Ad un certo punto un giornalista chiese insistentemente cosa avesse detto tra le risate Rehhagel. La risposta [di Topalidis] fu questa: «Se avessi avuto Patsatzoglou [jolly difensivo, all’epoca infortunato, N.d.T] l’avremmo anche vinta la coppa. Ha detto questo. Non lo conosci bene questo tedesco, le dice sempre queste cose».
IL GRANDE DRIBBLING DI ZAGORAKIS SU LIZARAZU
La rete in sé è favolosa. Il pallone passa sopra Lizarazu, Zagor entra tranquillamente in area e vuole fare la migliore mossa possibile. Il cross è perfetto, il salto di Charisteas è da sogno, il colpo di testa è una cannonata che gonfia la rete.
Però, va bene, 15 anni dopo possiamo anche dirlo. Theodoris ha superato effettivamente Lizarazu, ma non ha fatto proprio questo incredibile dribbling. Il pallone era conteso e il francese è troppo ingenuo: corre verso la sfera come se fosse assolutamente vitale anticipare l’avversario, come se Zagorakis fosse Dani Alves.
Il capitano greco semplicemente la tocca per primo e questo è lo storico dribbling. Un tocchetto in una palla contesa. Anzi, in quella azione abbiamo un passaggio incredibilmente sottovalutato, quello di Basinas che fa cominciare l’intera azione.
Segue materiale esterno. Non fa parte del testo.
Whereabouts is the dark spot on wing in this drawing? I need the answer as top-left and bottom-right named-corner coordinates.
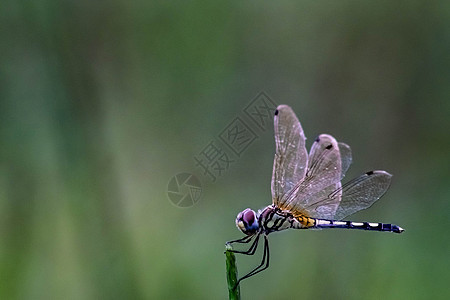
top-left (325, 144), bottom-right (333, 150)
top-left (274, 109), bottom-right (279, 116)
top-left (366, 171), bottom-right (374, 175)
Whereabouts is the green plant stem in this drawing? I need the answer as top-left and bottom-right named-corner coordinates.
top-left (225, 244), bottom-right (241, 300)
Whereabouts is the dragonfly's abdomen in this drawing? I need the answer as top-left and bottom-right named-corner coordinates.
top-left (314, 219), bottom-right (404, 233)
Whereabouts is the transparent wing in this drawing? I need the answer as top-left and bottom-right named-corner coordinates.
top-left (299, 170), bottom-right (392, 220)
top-left (338, 142), bottom-right (352, 180)
top-left (292, 142), bottom-right (352, 219)
top-left (271, 105), bottom-right (308, 206)
top-left (281, 134), bottom-right (341, 212)
top-left (292, 183), bottom-right (340, 219)
top-left (334, 170), bottom-right (392, 220)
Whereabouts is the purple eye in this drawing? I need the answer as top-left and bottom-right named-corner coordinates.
top-left (235, 208), bottom-right (259, 235)
top-left (243, 210), bottom-right (255, 225)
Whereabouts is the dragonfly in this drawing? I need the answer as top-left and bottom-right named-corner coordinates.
top-left (226, 104), bottom-right (404, 286)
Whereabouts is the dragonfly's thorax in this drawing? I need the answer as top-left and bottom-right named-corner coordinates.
top-left (258, 205), bottom-right (300, 234)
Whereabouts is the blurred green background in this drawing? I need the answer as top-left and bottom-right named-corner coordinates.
top-left (1, 1), bottom-right (449, 299)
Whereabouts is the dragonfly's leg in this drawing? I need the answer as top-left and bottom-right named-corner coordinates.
top-left (234, 235), bottom-right (270, 288)
top-left (226, 234), bottom-right (253, 245)
top-left (227, 234), bottom-right (260, 255)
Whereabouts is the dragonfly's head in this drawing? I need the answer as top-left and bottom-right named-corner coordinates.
top-left (236, 208), bottom-right (259, 235)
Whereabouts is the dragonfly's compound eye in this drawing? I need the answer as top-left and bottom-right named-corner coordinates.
top-left (235, 208), bottom-right (259, 235)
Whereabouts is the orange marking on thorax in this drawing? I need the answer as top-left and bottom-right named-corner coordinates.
top-left (294, 213), bottom-right (316, 227)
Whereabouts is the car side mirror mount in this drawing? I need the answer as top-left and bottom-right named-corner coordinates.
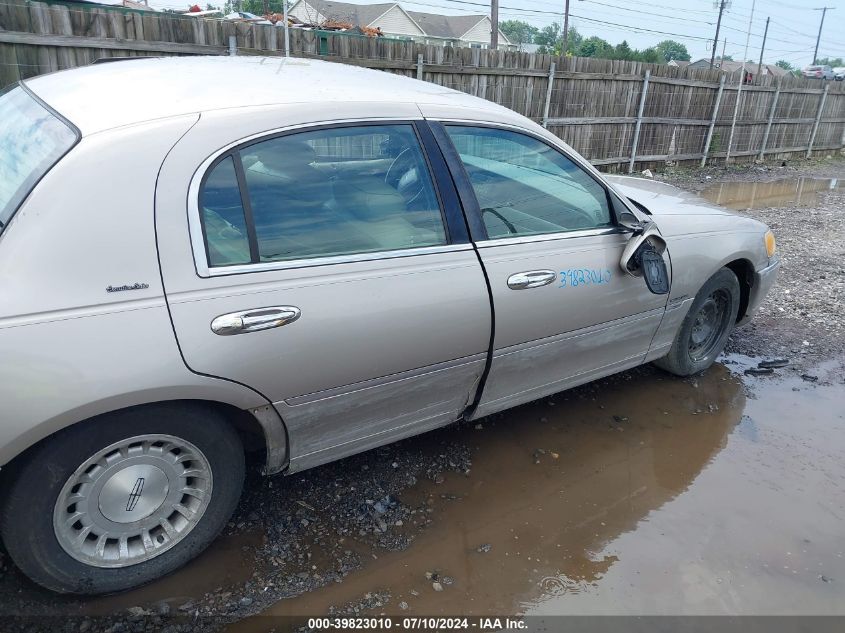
top-left (617, 209), bottom-right (643, 232)
top-left (620, 225), bottom-right (670, 295)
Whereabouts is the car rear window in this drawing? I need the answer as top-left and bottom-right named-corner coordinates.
top-left (199, 124), bottom-right (447, 267)
top-left (0, 85), bottom-right (78, 233)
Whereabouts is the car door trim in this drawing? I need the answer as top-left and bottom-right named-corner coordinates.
top-left (285, 352), bottom-right (488, 406)
top-left (425, 121), bottom-right (490, 242)
top-left (198, 243), bottom-right (476, 277)
top-left (476, 227), bottom-right (628, 248)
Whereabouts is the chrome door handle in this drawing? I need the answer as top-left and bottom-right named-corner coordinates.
top-left (211, 306), bottom-right (301, 335)
top-left (507, 270), bottom-right (557, 290)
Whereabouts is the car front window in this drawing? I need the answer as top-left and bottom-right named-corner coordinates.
top-left (445, 126), bottom-right (613, 240)
top-left (0, 86), bottom-right (77, 233)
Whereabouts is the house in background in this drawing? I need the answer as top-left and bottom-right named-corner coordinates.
top-left (687, 58), bottom-right (789, 81)
top-left (288, 0), bottom-right (515, 50)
A centrocampo, spalle alla porta, sotto pressione ed è riuscito a fare un’apertura eccezionale per l’accorrente Zagorakis.
IL VERO MIRACOLO IN UN PAESE FALSO
Fa parte di un vecchio articolo, però vorrei sempre ricordarlo. In quella estate, la “bugia” era l’Europeo. Le “verità” erano il ponte Rio-Antirrio, l’Attiki Odos [autostrada dell’Attica, N.d.T], l’aeroporto Eleftherios Venizelos, le infrastrutture per i Giochi Olimpici, la metropolitana di Atene, la borsa alle stelle.
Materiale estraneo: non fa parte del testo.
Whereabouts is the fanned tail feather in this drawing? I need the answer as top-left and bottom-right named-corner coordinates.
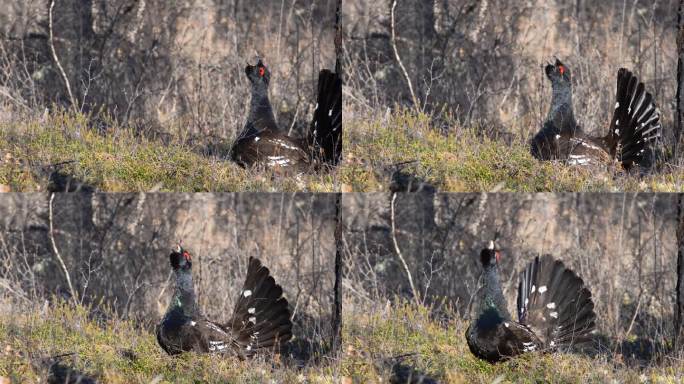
top-left (607, 68), bottom-right (662, 169)
top-left (517, 255), bottom-right (596, 351)
top-left (228, 257), bottom-right (293, 357)
top-left (308, 69), bottom-right (342, 167)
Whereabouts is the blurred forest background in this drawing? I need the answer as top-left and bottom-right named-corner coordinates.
top-left (0, 193), bottom-right (338, 358)
top-left (0, 0), bottom-right (338, 138)
top-left (344, 0), bottom-right (678, 147)
top-left (342, 193), bottom-right (678, 364)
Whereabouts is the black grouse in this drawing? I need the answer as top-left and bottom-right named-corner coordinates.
top-left (157, 245), bottom-right (293, 358)
top-left (230, 59), bottom-right (342, 173)
top-left (466, 242), bottom-right (596, 363)
top-left (531, 59), bottom-right (661, 170)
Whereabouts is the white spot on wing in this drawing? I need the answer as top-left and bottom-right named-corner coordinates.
top-left (206, 322), bottom-right (229, 336)
top-left (190, 321), bottom-right (196, 326)
top-left (328, 108), bottom-right (333, 117)
top-left (538, 286), bottom-right (547, 293)
top-left (568, 155), bottom-right (590, 165)
top-left (208, 340), bottom-right (227, 351)
top-left (254, 136), bottom-right (260, 142)
top-left (272, 139), bottom-right (299, 150)
top-left (550, 311), bottom-right (558, 318)
top-left (504, 322), bottom-right (510, 328)
top-left (249, 316), bottom-right (256, 324)
top-left (615, 102), bottom-right (619, 109)
top-left (248, 307), bottom-right (256, 314)
top-left (531, 285), bottom-right (536, 293)
top-left (522, 341), bottom-right (537, 351)
top-left (243, 290), bottom-right (252, 297)
top-left (546, 302), bottom-right (556, 309)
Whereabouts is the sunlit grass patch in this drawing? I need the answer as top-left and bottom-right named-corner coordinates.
top-left (342, 108), bottom-right (683, 192)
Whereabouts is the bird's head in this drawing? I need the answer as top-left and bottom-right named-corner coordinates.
top-left (169, 243), bottom-right (192, 271)
top-left (479, 240), bottom-right (502, 268)
top-left (545, 58), bottom-right (571, 85)
top-left (245, 58), bottom-right (271, 88)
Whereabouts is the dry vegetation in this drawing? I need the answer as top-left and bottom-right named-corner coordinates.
top-left (0, 298), bottom-right (339, 383)
top-left (341, 193), bottom-right (681, 382)
top-left (341, 0), bottom-right (683, 192)
top-left (341, 299), bottom-right (684, 383)
top-left (0, 193), bottom-right (339, 382)
top-left (0, 0), bottom-right (339, 192)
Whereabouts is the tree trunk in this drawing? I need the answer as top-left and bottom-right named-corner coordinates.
top-left (335, 0), bottom-right (342, 75)
top-left (331, 192), bottom-right (343, 354)
top-left (676, 193), bottom-right (684, 352)
top-left (675, 0), bottom-right (684, 160)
Questa era la “realtà”. Tutto questo era concreto, lo vedevamo, lo vivevamo. Questa era la nostra città, il nostro Paese. Saliva di livello, opera dopo opera, giorno dopo giorno. Così pensavamo, così lo concepivamo: questa era la “realtà”.
L’Europeo, la partita d’esordio, la qualificazione ai quarti, la Francia, la Repubblica Ceca, il Portogallo: tutto questo era il sogno, l’incredibile, l’impossibile, quello che “non può succedere”. Tutto il resto ci sembrava normale. L’irreale e la bugia era il fatto che siamo partiti per andare a vincere solo una partita e siamo tornati con la coppa.
È tragico ma vero: tutto questo non era concreto, né vero, né reale. Pensavamo che fosse la “realtà”, però ormai ognuno di noi conosce e capisce che tutto questo era il falso. […]
Τutto questo era solo una bolla e ormai lo sappiamo benissimo. Non solo non salivamo di livello, ma ad ogni passo verso l’alto ci assicuravamo per il futuro quattro passi verso il basso. Pensavamo di salire su una vetta più alta di quelle a cui eravamo abituati, ma in realtà ci stavamo solo assicurando di cadere da un’altezza maggiore. Quindici anni dopo siamo crollati e solo Dio sa quando riusciremo di nuovo a reggerci in piedi. E da quella “realtà”, l’unico pezzo che sembra ancora vero è l’Europeo. Quello che allora era il sogno, l’irrealizzabile, l’incredibile, quello che “sembrava una bugia”.
La realtà si è rivelata una dolorosa utopia e un’illusione. Il sogno è rimasto l’unico frammento vero, tangibile, reale in mezzo a tutta quella enorme bugia. L’unica cosa che veramente è successa, è stata quella a cui nessuno potesse credere.
Proprio per questo, 15 anni dopo, raddoppio e triplico i miei ringraziamenti a chi mi ha regalato quel fantastico viaggio e alle persone con cui l’ho vissuto. Quando le realtà crollano, i veri miracoli e la loro memoria sono più necessari e preziosi che mai.